Microsoft founder Bill Gates is pouring £3 million ($4 million) into a project to create killer mosquitoes that destroy each other through sex.
It's a bold bid to curb malaria, a deadly disease typically transmitted through the bite of infected mosquitoes.
Tech mogul Gates will use funds from his own charity organization – the Bill and Melinda Gates Foundation – to eradicate malaria "within a generation."
The plan is to create genetically modified male mosquitoes that mate with their female counterparts in the wild.
Only female mosquitoes bite, so Gates' army of gene-engineered male mosquitoes would be safe to humans.

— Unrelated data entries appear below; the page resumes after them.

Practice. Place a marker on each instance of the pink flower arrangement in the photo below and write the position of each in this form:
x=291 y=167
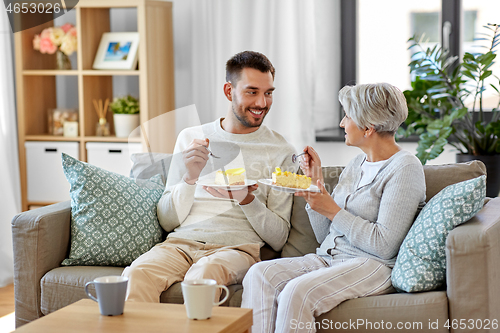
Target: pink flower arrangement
x=53 y=39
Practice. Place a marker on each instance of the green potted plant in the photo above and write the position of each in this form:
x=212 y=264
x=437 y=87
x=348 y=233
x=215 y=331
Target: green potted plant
x=125 y=115
x=437 y=109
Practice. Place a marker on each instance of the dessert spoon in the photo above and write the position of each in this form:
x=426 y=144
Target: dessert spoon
x=294 y=157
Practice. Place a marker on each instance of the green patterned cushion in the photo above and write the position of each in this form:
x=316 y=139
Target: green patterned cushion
x=421 y=262
x=113 y=217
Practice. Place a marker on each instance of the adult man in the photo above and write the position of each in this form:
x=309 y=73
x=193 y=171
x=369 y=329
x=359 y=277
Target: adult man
x=216 y=233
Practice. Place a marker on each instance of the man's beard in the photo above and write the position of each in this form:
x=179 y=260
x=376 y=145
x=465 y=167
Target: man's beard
x=243 y=118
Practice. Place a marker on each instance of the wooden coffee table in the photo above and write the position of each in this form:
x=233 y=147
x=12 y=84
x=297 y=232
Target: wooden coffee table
x=84 y=316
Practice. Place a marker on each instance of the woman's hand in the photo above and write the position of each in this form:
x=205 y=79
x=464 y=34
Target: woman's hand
x=310 y=163
x=322 y=202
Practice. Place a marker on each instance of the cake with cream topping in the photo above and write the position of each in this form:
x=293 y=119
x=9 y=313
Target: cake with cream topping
x=230 y=177
x=290 y=179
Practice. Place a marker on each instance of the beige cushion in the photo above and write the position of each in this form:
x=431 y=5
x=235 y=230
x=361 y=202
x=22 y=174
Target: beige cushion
x=438 y=177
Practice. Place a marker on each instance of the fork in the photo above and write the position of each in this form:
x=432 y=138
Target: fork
x=212 y=154
x=294 y=157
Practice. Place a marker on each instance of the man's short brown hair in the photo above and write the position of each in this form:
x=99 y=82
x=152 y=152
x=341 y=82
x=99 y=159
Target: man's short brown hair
x=247 y=59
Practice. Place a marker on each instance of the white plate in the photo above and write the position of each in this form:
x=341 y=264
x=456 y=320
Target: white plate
x=269 y=182
x=211 y=183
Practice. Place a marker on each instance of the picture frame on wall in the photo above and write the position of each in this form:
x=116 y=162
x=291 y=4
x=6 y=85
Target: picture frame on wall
x=117 y=50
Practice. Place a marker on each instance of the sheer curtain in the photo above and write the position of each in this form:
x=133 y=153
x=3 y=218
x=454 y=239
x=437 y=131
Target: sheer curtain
x=10 y=202
x=300 y=37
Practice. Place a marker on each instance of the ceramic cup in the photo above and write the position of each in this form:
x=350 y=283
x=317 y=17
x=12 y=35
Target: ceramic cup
x=111 y=292
x=199 y=297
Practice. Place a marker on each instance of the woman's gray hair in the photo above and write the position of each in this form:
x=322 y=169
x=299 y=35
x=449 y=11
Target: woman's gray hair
x=379 y=105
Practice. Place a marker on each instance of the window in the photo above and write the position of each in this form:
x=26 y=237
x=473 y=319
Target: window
x=383 y=27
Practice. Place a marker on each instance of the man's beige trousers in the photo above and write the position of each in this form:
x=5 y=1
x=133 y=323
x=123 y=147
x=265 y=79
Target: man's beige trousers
x=178 y=259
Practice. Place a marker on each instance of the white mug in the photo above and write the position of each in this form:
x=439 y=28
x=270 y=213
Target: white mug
x=199 y=297
x=111 y=292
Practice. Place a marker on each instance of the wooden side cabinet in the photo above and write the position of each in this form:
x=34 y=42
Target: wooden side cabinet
x=37 y=90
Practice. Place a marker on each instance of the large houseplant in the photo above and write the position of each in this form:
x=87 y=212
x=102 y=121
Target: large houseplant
x=437 y=101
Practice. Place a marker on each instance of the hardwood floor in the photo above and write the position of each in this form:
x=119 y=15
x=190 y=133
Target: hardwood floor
x=6 y=300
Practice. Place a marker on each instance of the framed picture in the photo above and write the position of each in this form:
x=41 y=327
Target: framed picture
x=117 y=50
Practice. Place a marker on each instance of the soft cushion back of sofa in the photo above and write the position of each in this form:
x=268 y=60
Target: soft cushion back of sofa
x=437 y=177
x=302 y=241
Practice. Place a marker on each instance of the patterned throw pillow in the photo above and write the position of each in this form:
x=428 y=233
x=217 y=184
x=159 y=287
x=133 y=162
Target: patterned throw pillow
x=113 y=217
x=421 y=262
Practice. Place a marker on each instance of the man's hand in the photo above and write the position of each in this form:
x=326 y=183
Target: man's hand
x=243 y=196
x=195 y=157
x=321 y=202
x=310 y=163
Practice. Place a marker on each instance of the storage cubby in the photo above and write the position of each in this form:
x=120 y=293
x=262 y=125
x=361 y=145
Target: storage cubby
x=41 y=87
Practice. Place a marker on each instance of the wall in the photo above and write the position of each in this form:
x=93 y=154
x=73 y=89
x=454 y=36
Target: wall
x=337 y=153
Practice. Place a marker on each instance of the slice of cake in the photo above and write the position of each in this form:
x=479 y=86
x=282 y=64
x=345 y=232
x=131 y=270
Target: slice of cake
x=290 y=179
x=230 y=177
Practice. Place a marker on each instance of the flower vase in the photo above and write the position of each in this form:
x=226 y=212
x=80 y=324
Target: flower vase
x=62 y=61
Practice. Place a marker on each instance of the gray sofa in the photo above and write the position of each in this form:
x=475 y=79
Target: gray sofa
x=41 y=240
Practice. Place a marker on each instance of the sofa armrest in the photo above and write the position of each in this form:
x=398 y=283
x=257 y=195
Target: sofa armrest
x=41 y=241
x=473 y=266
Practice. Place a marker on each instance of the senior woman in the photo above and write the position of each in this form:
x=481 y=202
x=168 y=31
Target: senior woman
x=360 y=226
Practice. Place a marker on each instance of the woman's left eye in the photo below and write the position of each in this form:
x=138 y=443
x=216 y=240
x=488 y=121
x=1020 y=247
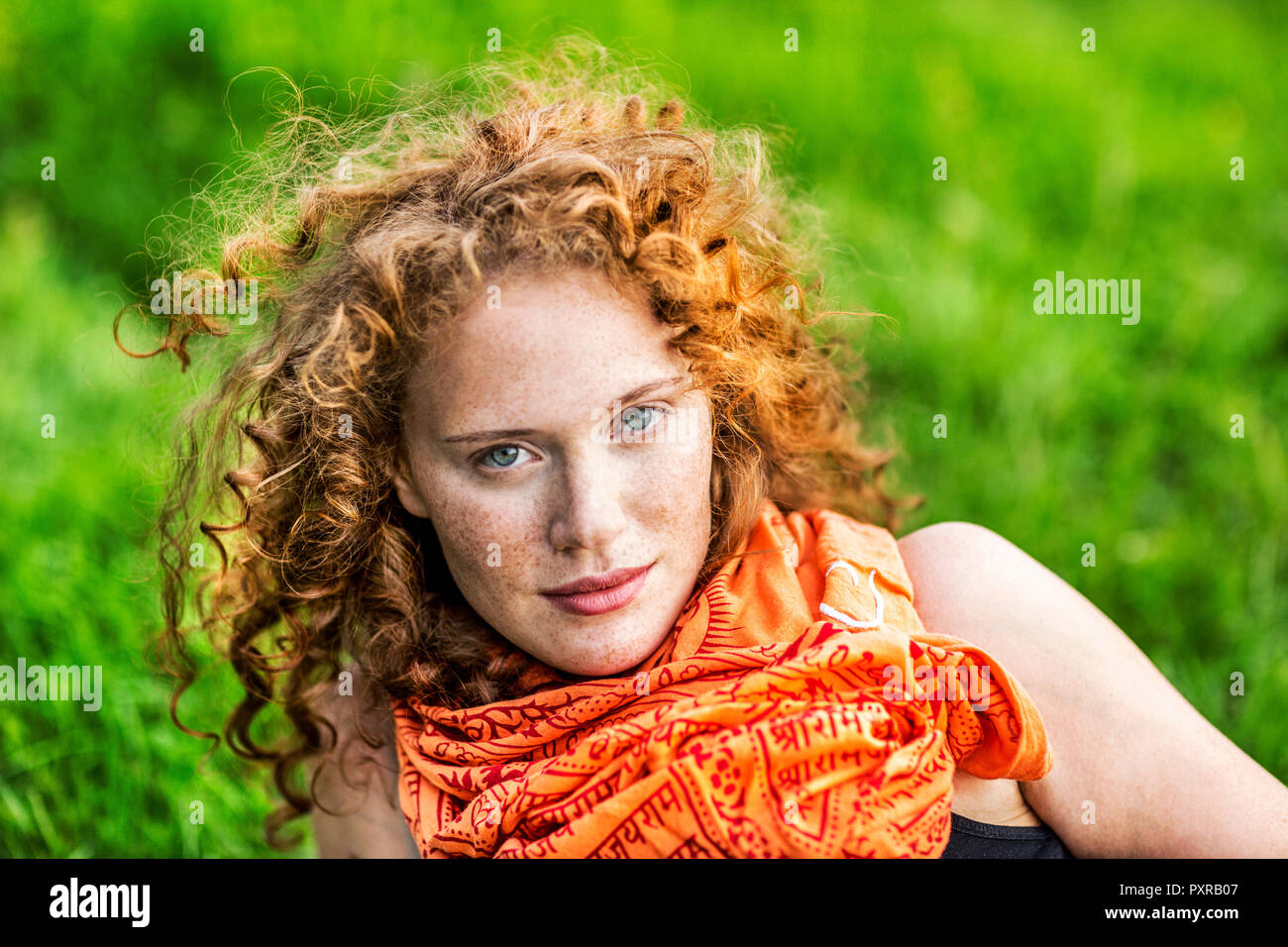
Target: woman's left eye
x=639 y=419
x=505 y=457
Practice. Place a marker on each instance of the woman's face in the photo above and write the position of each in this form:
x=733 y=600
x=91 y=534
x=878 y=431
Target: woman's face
x=550 y=438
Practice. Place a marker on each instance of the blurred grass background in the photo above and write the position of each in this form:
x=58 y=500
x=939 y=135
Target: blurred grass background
x=1061 y=429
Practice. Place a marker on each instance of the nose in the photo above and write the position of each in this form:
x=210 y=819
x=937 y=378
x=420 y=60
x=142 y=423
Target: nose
x=589 y=512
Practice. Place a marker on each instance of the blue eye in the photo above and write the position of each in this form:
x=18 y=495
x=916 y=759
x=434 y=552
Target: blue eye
x=635 y=420
x=503 y=455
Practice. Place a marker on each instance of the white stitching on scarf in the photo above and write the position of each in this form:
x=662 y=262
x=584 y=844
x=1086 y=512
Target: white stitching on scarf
x=841 y=616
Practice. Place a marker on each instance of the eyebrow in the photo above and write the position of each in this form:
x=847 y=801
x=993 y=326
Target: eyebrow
x=634 y=394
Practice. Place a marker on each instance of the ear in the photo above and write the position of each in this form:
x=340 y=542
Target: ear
x=408 y=495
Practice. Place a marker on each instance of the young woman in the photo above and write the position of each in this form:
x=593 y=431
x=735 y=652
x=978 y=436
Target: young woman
x=554 y=535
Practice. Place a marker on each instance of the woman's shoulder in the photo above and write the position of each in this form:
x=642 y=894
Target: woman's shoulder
x=961 y=566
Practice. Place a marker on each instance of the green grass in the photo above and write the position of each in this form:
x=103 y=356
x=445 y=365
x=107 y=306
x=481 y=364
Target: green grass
x=1061 y=429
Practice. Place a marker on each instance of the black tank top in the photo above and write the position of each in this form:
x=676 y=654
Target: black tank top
x=971 y=839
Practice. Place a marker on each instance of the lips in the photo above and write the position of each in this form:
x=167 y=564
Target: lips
x=599 y=594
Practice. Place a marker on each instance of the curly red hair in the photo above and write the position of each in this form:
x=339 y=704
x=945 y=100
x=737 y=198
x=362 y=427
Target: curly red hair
x=565 y=158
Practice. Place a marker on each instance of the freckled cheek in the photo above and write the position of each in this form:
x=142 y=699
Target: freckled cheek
x=485 y=543
x=681 y=486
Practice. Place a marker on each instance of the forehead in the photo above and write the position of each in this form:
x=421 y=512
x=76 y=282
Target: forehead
x=555 y=344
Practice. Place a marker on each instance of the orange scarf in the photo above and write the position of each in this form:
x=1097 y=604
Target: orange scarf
x=798 y=709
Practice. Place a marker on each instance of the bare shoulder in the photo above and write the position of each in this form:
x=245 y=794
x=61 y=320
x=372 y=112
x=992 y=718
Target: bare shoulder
x=1137 y=771
x=966 y=562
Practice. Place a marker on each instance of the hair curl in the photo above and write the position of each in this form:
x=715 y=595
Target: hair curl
x=368 y=234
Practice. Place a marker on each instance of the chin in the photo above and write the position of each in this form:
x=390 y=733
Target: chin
x=610 y=660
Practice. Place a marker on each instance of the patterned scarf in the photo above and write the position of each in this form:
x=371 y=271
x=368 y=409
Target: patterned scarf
x=798 y=709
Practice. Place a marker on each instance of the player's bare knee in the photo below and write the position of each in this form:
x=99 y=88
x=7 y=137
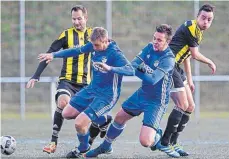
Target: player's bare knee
x=183 y=104
x=191 y=108
x=80 y=127
x=66 y=114
x=146 y=142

What's important is that these male mosquitoes contain a self-limiting gene that gets passed onto female mates.
When the females give birth, their offspring will die before adulthood thanks to the gene.
Mosquitoes only start biting people once they're adults, so given enough time, the danger of blood-sucking female mosquitoes could be eradicated.
This means it would be possible to stem the spread of malaria through mosquito bites.
They're developed by a U.K. company called Oxitec, which has dubbed the creations "Friendly Mosquitos" — although their female mates may disagree.
Oxitec has already created gene-engineered mosquitoes to deal with the Zika virus.
In some areas, the wild populations of Aedes aegypti (the mosquito that carries Zika) have been reduced by 90 percent.
But the malaria-carrying Anopheles mosquitoes require a new genetically modified breed to mate with.
Oxitec's killer sex mosquitoes are expected to be ready for trials by the end of 2020.
However, not everyone is happy about the prospect of genetically modified (GM) mosquitoes being used to prematurely terminate their offspring.
Oxitec's work has been heavily criticized by Friends of the Earth, a charity dedicated to protect the environment.
Back in 2012, Friends of the Earth's Eric Hoffman said: "Trials of its mosquitoes must not move forward in the absence of comprehensive and impartial reviews of the environmental, human health and ethical risks."
In a statement at the time, Friends of the Earth said: "The GM mosquitoes are intended to reduce the wild population by mating with naturally occurring mosquitoes and producing progeny which don’t survive, thus reducing the population and therefore the transmission of the tropical disease dengue fever.
"The company has been widely criticized for putting its commercial interests ahead of public and environmental safety.
"Its first releases of GM mosquitoes took place controversially in the Cayman Islands, where there is no biosafety law or regulation.
"Oxitec staff have been closely involved in developing risk assessment guidelines for GM insects worldwide, leading to concerns about lack of independent scrutiny and conflict of interest."
But Bill Gates is a longtime supporter of Oxitec's work.
Back in 2010, he gave £3.7 million (approximately $4.9 million) to Oxitec to help fund early work on killer mosquito projects.
He has extensively funded work on eradicating malaria, a disease that kills around 440,000 people every year.
Complications that threaten human life include swelling of the blood vessels in the brain, a build-up of fluid in the lungs, organ failure (of the kidneys, liver or spleen), anemia, and low blood sugar.